L’Angleterre bat la RD Congo 2-1 en seizièmes de finale de la Coupe du monde 2026

Angleterre–RD Congo : Kane évite une immense surprise

L’Angleterre a dû attendre les dernières minutes pour éliminer la RD Congo 2-1 à Atlanta et poursuivre son parcours à la Coupe du monde 2026. Menés dès la septième minute, les Three Lions ont longtemps buté sur une équipe congolaise courageuse et un Lionel Mpasi particulièrement inspiré.

Harry Kane a finalement égalisé à la 75e minute avant d’inscrire le but de la qualification onze minutes plus tard. Son doublé permet à l’Angleterre de rejoindre les huitièmes l’Angleterre de rejoindre les huitièmes de finale, où elle affrontera le Mexique dans l’atmosphère attendue bouillante de l’Estadio Azteca.

La RD Congo quitte la compétition après avoir été proche de réaliser l’une des plus grandes surprises du tournoi.

Angleterre–RD Congo : le résumé du match

Score final : Angleterre 2-1 RD Congo
Buteurs anglais : Harry Kane (75e, 86e)
Buteur congolais : Brian Cipenga (7e)
Lieu : Atlanta Stadium, Atlanta
Tour : seizièmes de finale

L’Angleterre abordait cette rencontre avec un statut de grande favorite. La RD Congo disputait, de son côté, le premier match à élimination directe de son histoire en Coupe du monde.

Sébastien Desabre n’a pourtant pas demandé à ses joueurs de défendre avec une ligne de cinq. Le sélectionneur a choisi une organisation plus ambitieuse, avec quatre défenseurs et une volonté d’utiliser toute la largeur du terrain.

L’objectif congolais consistait à fermer l’axe, à limiter l’influence des milieux anglais et à attaquer rapidement les espaces laissés sur les côtés.

Ce plan a immédiatement déstabilisé l’Angleterre.

Cipenga surprend les Three Lions dès la septième minute

La première véritable attaque congolaise a offert l’ouverture du score.

Chancel Mbemba a envoyé un long ballon depuis la droite. La trajectoire a dépassé le milieu congolais Noah Sadiki et le défenseur anglais Djed Spence avant de parvenir jusqu’à Brian Cipenga.

L’attaquant se trouvait libre sur le côté gauche de la surface.

Cipenga a contrôlé la situation avec beaucoup de calme avant de frapper puissamment du pied droit dans un angle fermé. Jordan Pickford a été battu à son premier poteau.

La RD Congo menait 1-0 après seulement sept minutes.

Il s’agissait du premier but international de Cipenga. Le joueur ne pouvait pas choisir un moment plus important pour ouvrir son compteur avec les Léopards.

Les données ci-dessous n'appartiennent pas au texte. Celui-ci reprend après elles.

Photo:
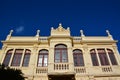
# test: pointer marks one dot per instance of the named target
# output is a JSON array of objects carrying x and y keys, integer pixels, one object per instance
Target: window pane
[
  {"x": 7, "y": 58},
  {"x": 26, "y": 59},
  {"x": 94, "y": 57},
  {"x": 40, "y": 60},
  {"x": 43, "y": 58},
  {"x": 103, "y": 57},
  {"x": 17, "y": 58},
  {"x": 112, "y": 58},
  {"x": 61, "y": 53},
  {"x": 78, "y": 58}
]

Cette réalisation a transformé la rencontre. L’Angleterre devait désormais attaquer une équipe capable de défendre avec encore davantage de détermination.

Mpasi résiste à la pression anglaise

Les Three Lions ont progressivement pris le contrôle du ballon.

Declan Rice et Jude Bellingham ont commencé à évoluer plus haut, tandis que Marcus Rashford et Noni Madueke cherchaient à étirer le bloc congolais.

La RD Congo reculait, mais elle ne paniquait pas.

Les défenseurs protégeaient très bien la surface et Lionel Mpasi réalisait les interventions nécessaires.

Sur un coup franc de Rice, le ballon a touché le genou d’un défenseur congolais avant de passer de peu à côté du but.

Une nouvelle livraison de Rice a ensuite trouvé Bellingham. Le milieu anglais a placé une tête cadrée, mais Mpasi a repoussé le ballon d’une main.

Le gardien congolais s’est encore illustré quelques minutes plus tard. Il a réalisé des arrêts réflexes devant Bellingham et Kane, tandis qu’Aaron Wan-Bissaka a dégagé sur sa ligne une tentative de Rashford.

L’Angleterre réclamait également un penalty après un contact entre Kane et Mpasi. L’arbitre a toutefois laissé le jeu se poursuivre.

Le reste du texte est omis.